Clopidogrel is a highly effective antiplatelet therapy, widely used in atherosclerotic vascular disease, especially after cardiac catheterization. Although it appears to be very safe, it is associated with rare but serious side effects such as hepatotoxicity. The most common side effects are indigestion, nausea, vomiting, diarrhea, bleeding, and rash; however, systemic inflammatory response syndrome, neutropenia, thrombotic thrombocytopenic purpura, febrile neutropenia, aplastic anemia, serum sickness-like reaction, and hepatotoxicity have been reported. Side effects can occur as early as 3 days and as late as 6 months after clopidogrel therapy is started.

It is important to periodically check a complete blood cell count and liver function tests as early as 1 week after clopidogrel is introduced. This drug should be used with caution in patients who have preexisting liver disease. Certainly, if the patient reports jaundice and transaminase levels are elevated, clopidogrel should be discontinued and alternative treatment should be started.


 

References

FOR MORE INFORMATION:

•Beltran-Robles M, Marquez Saavedra E, Sanchez-Muñoz D, Romero-Gomez M. Hepatotoxicity induced by clopidogrel. J Hepatol. 2004;40(3):560-562.

•Cassidy LJ, Schuster BG, Halparin LS. Probable ticlopidine-induced cholestatic hepatitis. Ann 
Pharmacother.
 1995;29(1):30-32.

•Greaney JJ Jr, Hess DA, Mahoney C. Ticlopidine-induced cholestatic jaundice. Clin Pharmacol. 1993;12:398-399.
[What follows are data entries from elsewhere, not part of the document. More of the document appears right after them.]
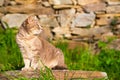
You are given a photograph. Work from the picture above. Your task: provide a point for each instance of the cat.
(37, 52)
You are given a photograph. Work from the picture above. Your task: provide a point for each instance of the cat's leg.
(36, 63)
(61, 63)
(26, 58)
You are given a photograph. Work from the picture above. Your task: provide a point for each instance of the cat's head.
(32, 25)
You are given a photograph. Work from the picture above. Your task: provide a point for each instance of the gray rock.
(115, 44)
(65, 17)
(90, 32)
(60, 2)
(48, 21)
(1, 2)
(85, 2)
(96, 7)
(83, 19)
(113, 9)
(14, 20)
(113, 2)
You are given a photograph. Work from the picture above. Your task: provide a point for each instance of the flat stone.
(26, 1)
(48, 21)
(65, 17)
(90, 32)
(103, 21)
(86, 2)
(14, 20)
(113, 9)
(83, 19)
(113, 2)
(60, 2)
(96, 7)
(1, 2)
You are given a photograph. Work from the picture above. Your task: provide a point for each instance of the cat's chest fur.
(35, 48)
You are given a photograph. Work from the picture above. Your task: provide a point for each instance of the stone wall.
(82, 20)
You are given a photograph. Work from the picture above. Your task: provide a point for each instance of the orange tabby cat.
(37, 52)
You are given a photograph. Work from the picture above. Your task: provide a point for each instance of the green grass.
(76, 59)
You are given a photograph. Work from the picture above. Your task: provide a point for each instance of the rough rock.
(14, 20)
(103, 21)
(48, 21)
(1, 2)
(60, 2)
(62, 32)
(26, 1)
(65, 17)
(90, 32)
(83, 19)
(48, 35)
(113, 2)
(96, 7)
(115, 44)
(85, 2)
(113, 9)
(27, 9)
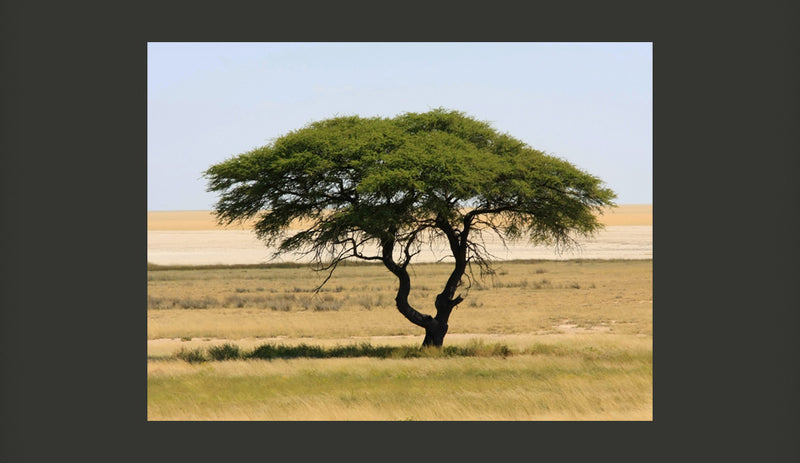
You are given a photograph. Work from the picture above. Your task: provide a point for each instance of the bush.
(191, 355)
(224, 352)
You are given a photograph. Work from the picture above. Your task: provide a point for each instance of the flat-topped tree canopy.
(377, 188)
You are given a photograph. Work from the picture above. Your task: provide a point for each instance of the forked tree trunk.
(435, 327)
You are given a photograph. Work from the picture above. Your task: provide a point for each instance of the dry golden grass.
(579, 332)
(571, 386)
(629, 214)
(522, 298)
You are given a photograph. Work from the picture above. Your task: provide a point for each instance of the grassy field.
(538, 340)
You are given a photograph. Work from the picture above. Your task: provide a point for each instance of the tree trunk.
(434, 336)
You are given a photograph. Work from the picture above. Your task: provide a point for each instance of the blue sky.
(588, 103)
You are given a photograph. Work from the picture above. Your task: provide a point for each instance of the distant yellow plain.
(629, 214)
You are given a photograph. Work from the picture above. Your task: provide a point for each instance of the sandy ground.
(194, 238)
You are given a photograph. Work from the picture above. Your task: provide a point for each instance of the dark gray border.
(74, 144)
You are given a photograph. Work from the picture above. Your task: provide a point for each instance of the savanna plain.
(535, 340)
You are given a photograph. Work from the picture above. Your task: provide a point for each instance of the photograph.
(400, 231)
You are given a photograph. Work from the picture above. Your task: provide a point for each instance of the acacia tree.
(378, 189)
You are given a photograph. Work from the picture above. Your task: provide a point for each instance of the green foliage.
(365, 181)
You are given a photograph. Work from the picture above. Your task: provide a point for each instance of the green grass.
(562, 382)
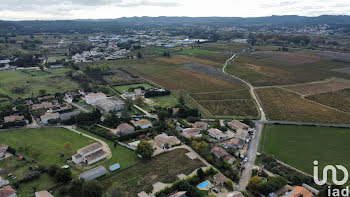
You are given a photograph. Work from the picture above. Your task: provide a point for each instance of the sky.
(102, 9)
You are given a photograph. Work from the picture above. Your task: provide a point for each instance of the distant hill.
(117, 25)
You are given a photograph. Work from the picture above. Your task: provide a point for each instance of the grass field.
(339, 99)
(163, 168)
(299, 146)
(239, 94)
(23, 83)
(122, 88)
(48, 142)
(280, 104)
(282, 68)
(236, 107)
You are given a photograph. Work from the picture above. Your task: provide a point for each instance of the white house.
(93, 97)
(49, 116)
(216, 133)
(89, 154)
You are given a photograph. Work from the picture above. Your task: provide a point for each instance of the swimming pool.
(204, 185)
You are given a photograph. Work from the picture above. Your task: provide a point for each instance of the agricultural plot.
(282, 68)
(339, 99)
(23, 83)
(299, 146)
(231, 107)
(320, 87)
(281, 104)
(163, 168)
(238, 94)
(123, 88)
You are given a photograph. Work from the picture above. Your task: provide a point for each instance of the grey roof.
(93, 173)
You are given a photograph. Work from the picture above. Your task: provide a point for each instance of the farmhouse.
(93, 97)
(13, 118)
(237, 125)
(3, 149)
(234, 143)
(125, 129)
(191, 132)
(89, 154)
(200, 125)
(49, 116)
(43, 194)
(7, 191)
(110, 104)
(143, 123)
(93, 173)
(221, 153)
(216, 133)
(165, 141)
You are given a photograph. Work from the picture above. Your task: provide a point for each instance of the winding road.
(254, 143)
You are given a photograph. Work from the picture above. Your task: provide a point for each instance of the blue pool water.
(204, 184)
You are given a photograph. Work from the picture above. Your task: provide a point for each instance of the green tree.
(92, 188)
(145, 149)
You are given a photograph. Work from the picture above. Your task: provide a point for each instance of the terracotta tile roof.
(90, 148)
(6, 191)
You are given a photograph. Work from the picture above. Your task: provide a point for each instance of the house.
(45, 105)
(110, 104)
(7, 191)
(3, 149)
(13, 118)
(191, 132)
(235, 194)
(93, 97)
(216, 133)
(66, 116)
(234, 143)
(178, 194)
(125, 129)
(3, 182)
(237, 125)
(143, 123)
(89, 154)
(219, 179)
(165, 141)
(93, 173)
(221, 153)
(43, 194)
(49, 116)
(200, 125)
(299, 191)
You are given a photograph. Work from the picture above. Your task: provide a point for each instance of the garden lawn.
(163, 168)
(299, 146)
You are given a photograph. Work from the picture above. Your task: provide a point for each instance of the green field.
(23, 83)
(163, 168)
(48, 142)
(122, 88)
(299, 146)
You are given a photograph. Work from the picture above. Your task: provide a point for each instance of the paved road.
(304, 123)
(80, 107)
(251, 155)
(251, 88)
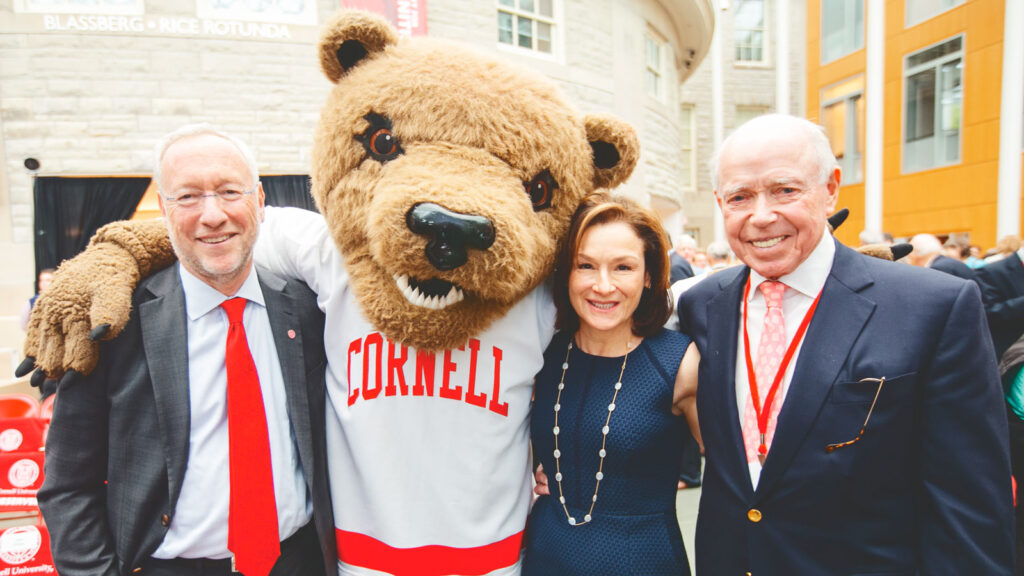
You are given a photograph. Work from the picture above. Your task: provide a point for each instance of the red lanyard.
(764, 412)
•Höllmüller I, Stadlmann S, Graziadei I, Vogel W. Clinico-histopathological characteristics of clopidogrel-induced hepatic injury: case report and review of literature.Eur J Gastroenterol Hepatol. 2006;18(8):931-934.

•Klepser TB, Jogrest GJ. Ticlopidine-induced elevated liver function enzymes. Pharmacotherapy. 1997;17(4):819-821.

•Ng JA, Goldberg N, Tafreshi MJ. Clopidogrel-induced hepatotoxicity and fever. Pharmacotherapy. 2006;26(7):1023-1026.

•Product Information. Plavix. New York, NY. Sanofi Pharmaceuticals, Inc, 1997.

•Ruiz-Valverde P, Zafon C, Segarra A, et al. Ticlopidine-induced granulomatous hepatitis. Ann Pharmacother. 1995;29(6):633-634.